Em 18/05/2020 às 16:32


A ALEGRIA DE UM COROA
Armando Nogueira

(Texto extraído do livro "O Vôo das Gazelas", de Armando Nogueira, publicado em 1991)

Acordou bem cedinho. Estava louco para rever a sua cidade.
Abriu a janela do apartamento e deu de cara com uma colossal manhã de sol, dessas que só mesmo o Rio de Janeiro é capaz de aprontar em pleno inverno. Pois a história que agora te conto, leitor, passou-se no recente mês de agosto.

Para não perder tempo, que as férias eram brevíssimas, o nosso amigo tomou um xicrinha de café preto, enfiou no bolso uma pera, pra mais tarde, e saiu pelo Aterro do Flamengo, feliz da vida, de bermudas e tênis "Conga".

Caminhava e distribuía seu contentamento entre as árvores do Aterro, boas amigas que ele já não via há dez anos, quando deixou o Rio para ir cuidar de uma fazendola no interior de Minas.

Pelas tantas, quis tomar sol. Despiu a camisa de malha, deitou na arquibancada do campinho de futebol de salão e assim ficou um tempão, entregue ao regozijo de merecido repouso.T amanho era o sossego que até chegou a tirar uma soneca.

- Ei, moço! bom-dia! Era a voz de um dos três garotos que chegavam com uma indisfarçável secura de bola.

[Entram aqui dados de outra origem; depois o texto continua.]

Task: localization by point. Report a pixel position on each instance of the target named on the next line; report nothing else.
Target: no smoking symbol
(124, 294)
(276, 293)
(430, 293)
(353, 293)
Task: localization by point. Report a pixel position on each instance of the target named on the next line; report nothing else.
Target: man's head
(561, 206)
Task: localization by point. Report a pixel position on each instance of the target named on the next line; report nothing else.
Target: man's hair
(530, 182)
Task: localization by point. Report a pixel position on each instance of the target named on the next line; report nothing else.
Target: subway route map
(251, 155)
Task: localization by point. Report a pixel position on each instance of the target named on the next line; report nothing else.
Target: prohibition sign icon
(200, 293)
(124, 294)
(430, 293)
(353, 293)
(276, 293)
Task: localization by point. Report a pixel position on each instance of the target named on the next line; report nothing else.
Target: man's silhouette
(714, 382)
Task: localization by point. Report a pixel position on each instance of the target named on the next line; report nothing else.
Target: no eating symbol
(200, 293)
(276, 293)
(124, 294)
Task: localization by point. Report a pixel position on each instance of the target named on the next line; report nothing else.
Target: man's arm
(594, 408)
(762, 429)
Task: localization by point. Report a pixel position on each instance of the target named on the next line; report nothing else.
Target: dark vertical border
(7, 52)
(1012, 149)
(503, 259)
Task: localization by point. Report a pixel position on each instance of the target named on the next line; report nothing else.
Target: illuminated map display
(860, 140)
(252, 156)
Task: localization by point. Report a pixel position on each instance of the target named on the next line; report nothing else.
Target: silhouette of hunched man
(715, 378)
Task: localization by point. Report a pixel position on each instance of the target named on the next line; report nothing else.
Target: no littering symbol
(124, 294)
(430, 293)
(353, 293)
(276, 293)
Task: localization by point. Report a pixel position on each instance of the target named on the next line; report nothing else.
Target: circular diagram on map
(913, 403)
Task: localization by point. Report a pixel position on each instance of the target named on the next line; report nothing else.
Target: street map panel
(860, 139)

- Quer fazer um racha com a gente? A gente joga dois-contra-dois. Deitado estava e deitado respondeu, no embalo: - Vamos lá, pelada é comigo mesmo! Resoluto, levantou-se, sacudiu as pernas e foi logo entrando no
campo. Um campo de barro.

O dono da bola, um menino de seus quinze anos, fez a apresentação da turma: - Eu sou o Marcio, esse aí é o Dico e aquele é o Leo. Nem esperou que o coroa se identificasse. Queria mais era começar logo o racha.
- Olha aqui, vai ser eu e o Dico contra o senhor e o Leo.

Pela rapidez da escalação, o coroa sentiu que devia estar entrando numa fria: o bom de bola, ali, devia ser o Dico.

Discretamente, deu uma olhada e viu que o Leo não tinha a menor pinta. De qualquer modo, chamou de lado o Leo e propôs uma chave: o Leo lá na frente, ele mais atrás.

Antes, porém, um teste sem aparentar outra intenção a não ser
aquecer o corpo: na verdade, queria mesmo era saber se o Leo era de bola ou não.Tocou a bola na direção do Leo para ver que bicho dava.

A bola beliscou a canela do Leo. O coroa chegou a pensar em desistir. Um sujeito de 61 anos, meio barrigudo, cheio de cabelos brancos:
- Meu Deus, o que é que estou fazendo aqui no meio desses
meninos; uns meninões de quinze anos?

O diabo é que ele já tinha aceito o desafio. Não ficava bem correr da raia. Afinal de contas, não era a primeira, nem seria a última vez que a vida metia o nosso coroa em batalhas decisivas.

No meio do campo, o dono da bola vai cantando as regras do jogo: a partida é de cinco. Quem fizer cinco primeiro, ganha. Não vale gol direto. Não pode pegar a bola com a mão, só se já começar no gol de saída.

E como ninguém sequer pensou em jogar no gol, a partida
começa com os quatro na linha. No centro do campo de terra
batida, a bola de futebol de salão, por sinal que um tanto surrada.

A saída, lógico, é do Marcio. Marcio pro Dico, Dico pro Marcio, que tenta um drible. O coroa, vigilante, rouba a bola e contra-ataca. Procura o Leo. O Leo ficou lá atrás, paradão, sem saber pra que lado ir. O coroa então chuta do meio do campo. Gol!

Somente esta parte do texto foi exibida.